Related resources: The Rules & Limits Reference covers the investment strategy requirement, sole purpose test, in-house asset rule, and arm's length rule - the areas most commonly flagged in compliance audits. Pension payment obligations and TBAR requirements are covered in the SMSF Pension Guide. Key dates including the annual return deadline are on the SMSF Compliance Calendar.
Common SMSF audit questions
These answers cover the short, practical questions trustees usually ask before the annual audit starts.
How much does an SMSF audit cost?
Audit cost depends on fund complexity, provider pricing, asset types, transaction volume, and record quality. A simple cash-and-listed-share fund usually costs less to audit than a fund with property, an LRBA, pensions, crypto assets, or incomplete records. For indicative ranges, see the SMSF Costs and Fees Guide.
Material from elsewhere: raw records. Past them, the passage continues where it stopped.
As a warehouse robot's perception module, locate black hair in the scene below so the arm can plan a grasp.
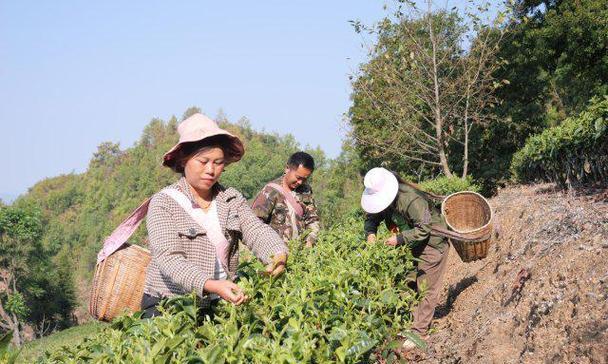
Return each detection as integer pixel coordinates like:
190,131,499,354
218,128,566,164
287,152,315,171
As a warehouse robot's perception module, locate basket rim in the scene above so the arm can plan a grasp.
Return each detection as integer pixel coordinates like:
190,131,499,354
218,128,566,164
441,191,494,234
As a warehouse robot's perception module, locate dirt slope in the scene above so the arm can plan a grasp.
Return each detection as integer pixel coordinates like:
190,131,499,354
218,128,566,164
423,185,608,363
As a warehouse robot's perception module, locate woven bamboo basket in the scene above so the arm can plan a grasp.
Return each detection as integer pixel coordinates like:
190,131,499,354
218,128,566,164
441,191,494,262
89,244,151,321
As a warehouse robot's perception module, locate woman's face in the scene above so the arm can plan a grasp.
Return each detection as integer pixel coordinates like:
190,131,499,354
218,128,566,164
184,147,225,195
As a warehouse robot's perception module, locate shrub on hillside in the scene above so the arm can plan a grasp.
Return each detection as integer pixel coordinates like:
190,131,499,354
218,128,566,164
511,96,608,186
420,176,481,196
41,219,418,363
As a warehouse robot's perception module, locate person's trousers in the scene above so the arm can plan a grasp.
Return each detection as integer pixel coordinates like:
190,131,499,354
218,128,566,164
411,244,450,335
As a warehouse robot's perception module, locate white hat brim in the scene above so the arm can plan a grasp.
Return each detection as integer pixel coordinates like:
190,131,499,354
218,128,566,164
361,171,399,214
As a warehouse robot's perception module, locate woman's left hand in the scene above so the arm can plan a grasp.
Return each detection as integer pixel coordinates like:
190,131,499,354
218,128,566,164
266,253,287,277
384,235,399,246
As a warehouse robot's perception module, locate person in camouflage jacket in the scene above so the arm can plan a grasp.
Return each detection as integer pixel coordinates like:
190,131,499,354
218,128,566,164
251,152,320,247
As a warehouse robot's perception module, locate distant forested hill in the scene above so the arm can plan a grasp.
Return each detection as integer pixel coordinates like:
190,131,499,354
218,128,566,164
14,108,360,319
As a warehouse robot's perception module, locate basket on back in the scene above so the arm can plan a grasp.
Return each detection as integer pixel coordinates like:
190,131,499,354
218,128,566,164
89,244,150,321
89,199,151,321
441,191,493,262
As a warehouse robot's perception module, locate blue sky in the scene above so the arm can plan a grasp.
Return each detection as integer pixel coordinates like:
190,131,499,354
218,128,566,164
0,0,502,198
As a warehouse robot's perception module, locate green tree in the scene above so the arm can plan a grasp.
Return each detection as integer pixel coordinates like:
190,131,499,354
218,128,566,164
349,2,508,178
0,207,42,346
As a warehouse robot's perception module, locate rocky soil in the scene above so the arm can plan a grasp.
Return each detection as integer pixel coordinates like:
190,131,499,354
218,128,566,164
420,185,608,363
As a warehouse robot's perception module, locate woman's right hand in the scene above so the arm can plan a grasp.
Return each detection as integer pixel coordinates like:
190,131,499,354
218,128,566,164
367,234,376,244
203,279,248,306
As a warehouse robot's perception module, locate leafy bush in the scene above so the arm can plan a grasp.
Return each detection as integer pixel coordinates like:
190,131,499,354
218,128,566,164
511,96,608,186
420,176,481,195
40,219,417,363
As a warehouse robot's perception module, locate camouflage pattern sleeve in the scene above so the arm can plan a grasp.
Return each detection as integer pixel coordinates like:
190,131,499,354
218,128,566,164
301,188,321,244
251,186,277,224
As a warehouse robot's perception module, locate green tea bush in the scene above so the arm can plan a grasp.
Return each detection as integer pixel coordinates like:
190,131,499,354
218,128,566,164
511,96,608,186
39,218,418,363
420,176,481,195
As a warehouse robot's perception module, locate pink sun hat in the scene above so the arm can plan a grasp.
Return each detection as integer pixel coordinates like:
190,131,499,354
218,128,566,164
163,113,245,167
361,167,399,214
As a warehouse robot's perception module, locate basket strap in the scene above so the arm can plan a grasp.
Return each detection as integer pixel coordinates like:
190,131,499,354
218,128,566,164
97,198,150,264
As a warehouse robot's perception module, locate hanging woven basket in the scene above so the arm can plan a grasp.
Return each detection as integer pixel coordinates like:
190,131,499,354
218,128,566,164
89,244,151,321
441,191,494,262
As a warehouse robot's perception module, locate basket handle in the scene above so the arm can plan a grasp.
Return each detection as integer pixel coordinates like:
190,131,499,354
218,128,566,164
97,198,150,264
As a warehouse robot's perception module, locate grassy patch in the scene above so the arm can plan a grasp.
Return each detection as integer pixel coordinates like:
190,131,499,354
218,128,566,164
17,321,107,363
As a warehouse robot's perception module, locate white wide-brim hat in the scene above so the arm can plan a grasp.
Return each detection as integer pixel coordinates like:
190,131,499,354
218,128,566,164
361,168,399,214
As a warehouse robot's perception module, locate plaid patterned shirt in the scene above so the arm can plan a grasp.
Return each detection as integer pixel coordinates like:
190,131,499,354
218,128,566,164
144,177,288,307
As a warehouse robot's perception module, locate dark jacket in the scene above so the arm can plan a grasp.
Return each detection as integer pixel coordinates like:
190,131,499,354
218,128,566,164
364,183,448,251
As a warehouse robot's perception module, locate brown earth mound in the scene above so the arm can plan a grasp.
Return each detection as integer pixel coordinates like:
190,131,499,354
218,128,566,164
422,185,608,363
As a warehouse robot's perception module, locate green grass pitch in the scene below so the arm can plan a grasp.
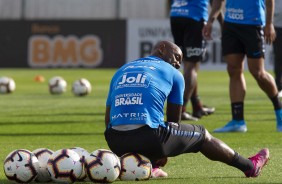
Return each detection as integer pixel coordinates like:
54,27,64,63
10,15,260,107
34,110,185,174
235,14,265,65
0,69,282,184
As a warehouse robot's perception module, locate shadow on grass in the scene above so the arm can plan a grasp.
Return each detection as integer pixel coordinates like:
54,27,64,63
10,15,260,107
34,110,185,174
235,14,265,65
6,112,105,117
0,132,104,137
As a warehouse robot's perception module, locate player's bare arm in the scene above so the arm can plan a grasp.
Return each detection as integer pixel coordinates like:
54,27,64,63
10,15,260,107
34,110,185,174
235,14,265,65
202,0,225,40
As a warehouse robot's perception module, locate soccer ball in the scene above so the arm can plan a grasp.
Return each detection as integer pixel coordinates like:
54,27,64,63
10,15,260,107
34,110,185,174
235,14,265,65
70,147,89,181
32,148,54,182
4,149,39,183
72,78,91,96
47,149,83,183
0,77,16,94
85,149,120,183
119,153,152,181
49,76,67,94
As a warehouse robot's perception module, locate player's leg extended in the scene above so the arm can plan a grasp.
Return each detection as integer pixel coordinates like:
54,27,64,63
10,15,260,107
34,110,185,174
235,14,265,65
200,131,269,177
214,54,247,132
248,57,282,132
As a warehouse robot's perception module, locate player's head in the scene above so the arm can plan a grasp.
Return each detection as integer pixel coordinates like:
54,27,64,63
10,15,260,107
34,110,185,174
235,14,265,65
152,41,183,69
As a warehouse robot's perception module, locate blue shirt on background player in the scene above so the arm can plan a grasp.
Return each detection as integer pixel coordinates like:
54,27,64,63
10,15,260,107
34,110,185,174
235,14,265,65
224,0,265,25
170,0,209,21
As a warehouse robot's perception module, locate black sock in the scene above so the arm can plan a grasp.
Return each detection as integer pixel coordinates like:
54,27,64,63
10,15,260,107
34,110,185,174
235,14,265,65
231,102,244,121
228,151,254,172
270,95,282,110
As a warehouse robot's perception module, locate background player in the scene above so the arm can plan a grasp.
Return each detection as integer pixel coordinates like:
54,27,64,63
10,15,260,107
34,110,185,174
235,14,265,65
170,0,223,121
203,0,282,132
105,41,269,177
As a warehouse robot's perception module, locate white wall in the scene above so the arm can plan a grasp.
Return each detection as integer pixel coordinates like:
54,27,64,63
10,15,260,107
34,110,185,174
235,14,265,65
0,0,22,19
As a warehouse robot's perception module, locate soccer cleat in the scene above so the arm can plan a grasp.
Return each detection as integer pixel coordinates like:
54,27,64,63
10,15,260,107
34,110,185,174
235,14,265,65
245,148,269,177
192,106,215,118
213,120,247,133
151,167,167,178
181,112,199,121
275,109,282,132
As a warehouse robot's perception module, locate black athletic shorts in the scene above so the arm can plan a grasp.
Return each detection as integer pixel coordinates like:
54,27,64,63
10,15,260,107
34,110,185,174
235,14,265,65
170,17,206,62
221,22,265,58
105,122,205,161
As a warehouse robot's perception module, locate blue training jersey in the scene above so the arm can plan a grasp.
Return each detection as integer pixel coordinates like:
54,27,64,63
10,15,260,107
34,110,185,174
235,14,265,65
170,0,209,21
224,0,265,25
106,56,184,128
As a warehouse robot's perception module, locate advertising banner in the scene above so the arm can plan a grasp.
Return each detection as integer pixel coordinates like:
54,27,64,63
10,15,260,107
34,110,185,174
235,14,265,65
0,20,126,68
126,19,273,70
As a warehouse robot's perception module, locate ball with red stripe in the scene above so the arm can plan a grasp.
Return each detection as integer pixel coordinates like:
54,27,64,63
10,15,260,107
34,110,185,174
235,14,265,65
85,149,120,183
47,149,83,183
0,77,16,94
32,148,54,182
4,149,39,183
72,78,92,96
119,153,152,181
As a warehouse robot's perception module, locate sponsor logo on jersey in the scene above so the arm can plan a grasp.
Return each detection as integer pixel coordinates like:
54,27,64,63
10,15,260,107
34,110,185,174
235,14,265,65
123,65,156,71
171,0,188,8
112,112,148,120
116,72,152,89
115,93,143,107
186,47,204,57
226,8,244,20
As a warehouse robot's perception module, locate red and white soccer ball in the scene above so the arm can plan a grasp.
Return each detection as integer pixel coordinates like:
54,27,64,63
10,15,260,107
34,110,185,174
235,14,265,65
72,78,92,96
4,149,39,183
0,77,16,94
48,76,67,94
119,153,152,181
70,147,90,181
85,149,120,183
47,149,83,183
32,148,54,182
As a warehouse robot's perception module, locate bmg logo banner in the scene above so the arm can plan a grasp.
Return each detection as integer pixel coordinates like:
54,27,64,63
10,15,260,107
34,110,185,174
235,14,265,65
116,72,152,89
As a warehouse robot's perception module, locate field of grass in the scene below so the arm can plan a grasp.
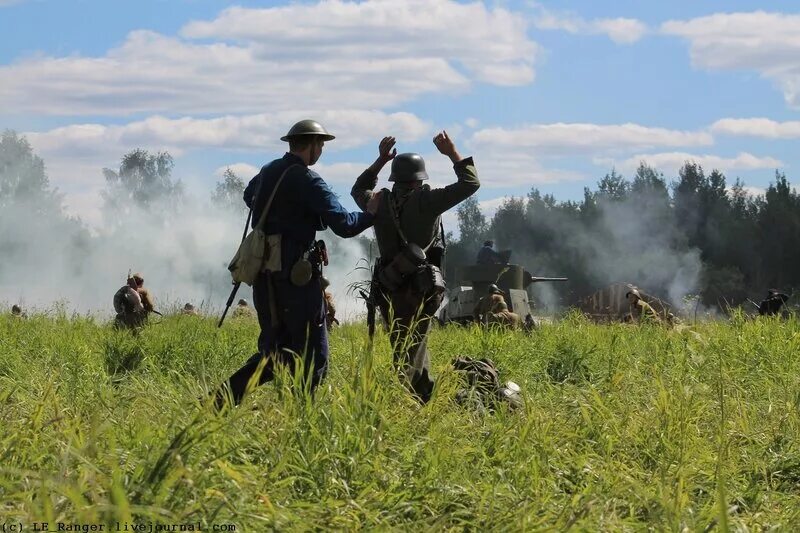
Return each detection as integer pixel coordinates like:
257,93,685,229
0,315,800,531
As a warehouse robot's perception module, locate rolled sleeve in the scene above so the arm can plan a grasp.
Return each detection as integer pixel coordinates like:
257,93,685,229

Can my accountant audit my SMSF?
Your accountant can prepare the SMSF accounts and annual return, but the audit must be completed by an independent ASIC-registered SMSF auditor. The same person usually cannot audit their own accounting work.
What happens if I miss the SMSF audit deadline?
The annual return cannot be lodged correctly without a completed audit. Late audit or lodgement can lead to ATO follow-up, penalties, loss of lodgement concessions, and extra professional costs to bring the fund back up to date.
How long does an SMSF audit take?
A straightforward audit can be completed quickly once complete records are available. Delays usually come from missing bank statements, unsupported valuations, unsigned minutes, incomplete pension documents, or investment strategy issues.
What is an auditor contravention report?
An auditor contravention report, or ACR, is the formal report an SMSF auditor lodges with the ATO when a breach meets the reporting criteria. The auditor must lodge it even if the trustee has already started fixing the issue.
Do I need to send the audit report to the ATO?
The full audit report is kept by the fund. Key audit details, including the auditor's SAN and whether the opinion was qualified, are included in the SMSF annual return. If there is a reportable breach, the auditor separately lodges an ACR with the ATO.